Scotland’s hospitals have seen a 10 per cent increase in consultant vacancies in the last year with more than 250 posts lying empty for at least six months, new figures have shown.
Official data from the NHS revealed that at the end of September 2017 the whole time equivalent (WTE) of 430.5 consultant posts were unfilled - a drop from 476.4 in June but a rise of 10.4 per cent over the last 12 months.
These included 254.3 WTE consultant jobs that had been empty for a minimum of six months - an increase of 38.6 per cent from September 2016 when the total was 183.5.
Almost one in six (15.9 per cent) of all clinical radiology consultant posts were unfilled, with the figures showing 59.5 WTE posts empty at the end of September, with 45.4 of these having been vacant for at least six months.
The figures were included in the latest NHS workforce statistics for Scotland, which showed a record number of people employed across the health service.
At the end of September 2017, the WTE number of staff had risen to 139,492.1, the fifth year in a row it has increased.
However, the data revealed a slowdown in jobs growth in the NHS, falling from 1.8 per cent to 0.6 per cent over the period.
For consultants, jobs growth had “decreased significantly”, falling from 2.9% in September 2016 to 0.3 per cent a year later.
Overall, 7.7 per cent of all consultants’ jobs were vacant, with the figures from the end of September also showing a slight rise in the number of nursing and midwifery posts that were unfilled.
The vacancy rate for these increased from 4.3 per cent in September 2016 to 4.5 per cent 12 months later - meaning there were 2,789.2 WTE jobs without someone in post, including 826.9 WTE which had been empty for at least three months.
Labour health spokesman Anas Sarwar claimed the “scale of unfilled posts in our health service is simply staggering”, with “over 400 consultant posts lying empty alongside nearly 3,000 nursing and midwifery posts unfilled”.
He added: “No wonder NHS staff feel overworked and undervalued - the support they should be getting simply isn’t there.
“It was Nicola Sturgeon as health secretary who slashed training posts for nurses and midwives, and cut funding for medical students.
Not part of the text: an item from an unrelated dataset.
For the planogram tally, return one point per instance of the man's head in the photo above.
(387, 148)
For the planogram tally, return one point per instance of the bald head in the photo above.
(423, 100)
This failure lies at her door.”
Health Secretary Shona Robison said: “NHS staffing in Scotland is at a new record high level and has increased by over 12,400 under this government.
“This has been backed by our record high investment in the NHS, supporting more doctors, nurses and midwives, and care workers looking after the people of Scotland.
“We’re taking firm action to ensure we recruit, develop and retain the next generation of health service workers.
“Just this week, Ucas figures showed the highest-ever number of acceptances to study nursing at Scottish universities, with an eight per cent increase compared to a three per cent decrease in England.
“In Scotland we have retained bursaries for our nursing and midwifery students as well as making sure their tuition is free - in contrast the UK Government has scrapped bursaries and brought in tuition fees for nursing students in England.
“To support our ambitions further we have increased nursing and midwifery intakes by 4.7 per cent this year - the fifth successive rise.”